Ad inquadrare in un contesto più generale queste parole, aiutano i dati del World Press Freedom Index, che raggruppa le rilevazioni ufficiali in rapporto al grado di pluralismo, trasparenza, censura, indipendenza e normativa dell’assetto informativo: a fronte di un sostanziale mantenimento dello status quo del 2019, negli ultimi mesi si evidenzia un percorso di costante deterioramento, in linea con la tendenza in atto da quando è stato costituito l’organismo di valutazione. Preoccupante è segnalato l’arretramento di aree storicamente caratterizzate dalle condizioni migliori, come Europa e Stati Uniti, anche se l’Italia, al 49° posto, rispetto allo scorso anno recupera due posizioni.

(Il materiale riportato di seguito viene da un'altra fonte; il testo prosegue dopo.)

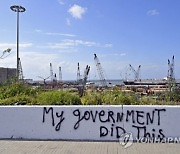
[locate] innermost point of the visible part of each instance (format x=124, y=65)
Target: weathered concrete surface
x=69, y=147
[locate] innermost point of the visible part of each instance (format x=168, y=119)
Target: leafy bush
x=114, y=97
x=16, y=89
x=19, y=100
x=58, y=98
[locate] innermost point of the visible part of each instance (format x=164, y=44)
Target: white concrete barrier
x=88, y=122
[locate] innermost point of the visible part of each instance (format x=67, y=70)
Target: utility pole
x=17, y=9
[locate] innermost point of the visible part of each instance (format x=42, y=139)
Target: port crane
x=100, y=71
x=136, y=72
x=78, y=73
x=20, y=77
x=7, y=51
x=60, y=74
x=82, y=82
x=171, y=69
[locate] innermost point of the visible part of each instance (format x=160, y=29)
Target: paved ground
x=69, y=147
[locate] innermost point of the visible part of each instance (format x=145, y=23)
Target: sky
x=65, y=32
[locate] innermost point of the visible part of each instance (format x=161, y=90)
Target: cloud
x=69, y=44
x=108, y=45
x=77, y=11
x=112, y=54
x=54, y=34
x=153, y=12
x=4, y=46
x=68, y=21
x=61, y=2
x=60, y=34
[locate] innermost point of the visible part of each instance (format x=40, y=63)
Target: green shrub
x=18, y=100
x=58, y=98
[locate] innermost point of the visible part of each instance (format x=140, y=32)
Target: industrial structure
x=100, y=71
x=78, y=74
x=136, y=72
x=81, y=83
x=171, y=75
x=7, y=74
x=60, y=74
x=20, y=77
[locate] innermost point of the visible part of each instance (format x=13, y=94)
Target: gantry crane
x=171, y=69
x=78, y=74
x=136, y=73
x=20, y=77
x=100, y=71
x=60, y=74
x=82, y=82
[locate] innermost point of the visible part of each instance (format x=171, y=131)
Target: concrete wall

«Il tema della libertà di stampa, oggi, nel 2020, è di grande attualità, anche in Italia: non lo dico in qualità di direttore della scuola di giornalismo, ma da cittadino». È, infatti, importante la netta distinzione tra libertà di stampa e facoltà di scelta delle notizie abbondantemente fruibili, per evitare il corto circuito delle echo chambers, in cui l’utente finale assorbe quel che più viene proposto e non quel che corrisponde a verità: il che alimenta un loop mediatico sicuramente profittevole, ma socialmente vizioso, in cui spesso le posizioni più radicali, come le analisi meno ponderate, riscuotono un maggiore e assai fedele seguito. «Certi meccanismi tipicamente connaturati ai social network, che spesso stigmatizziamo, hanno abbracciato tutto il tessuto dell’informazione» sottolinea Solari. «Anche perché non sfugge che non esiste paese senza stampa, il che significa che, laddove non sussistono condizioni di trasparenza e autonomia, coloro che si dicono giornalisti sostengono un contesto non libero: in questo modo, nei paesi nei quali il rischio è l’abuso, sono complici della soppressione delle libertà altrui, in quelli nei quali è a rischio la libertà di inchiesta, sono complici di un atto illiberale, meno cruento ma non meno censurabile» conclude il docente. Certo, il giornalismo libero — ispirandosi alla figura di Walter Tobagi, per distinguere ciò che è vero da ciò che è vilipendio, offesa, attacco indiscriminato o manipolazione — può attingere una grande lezione umana e professionale. Per sostenere le voci più deboli e schierarsi a fianco degli ultimi, denunciando le ingiustizie.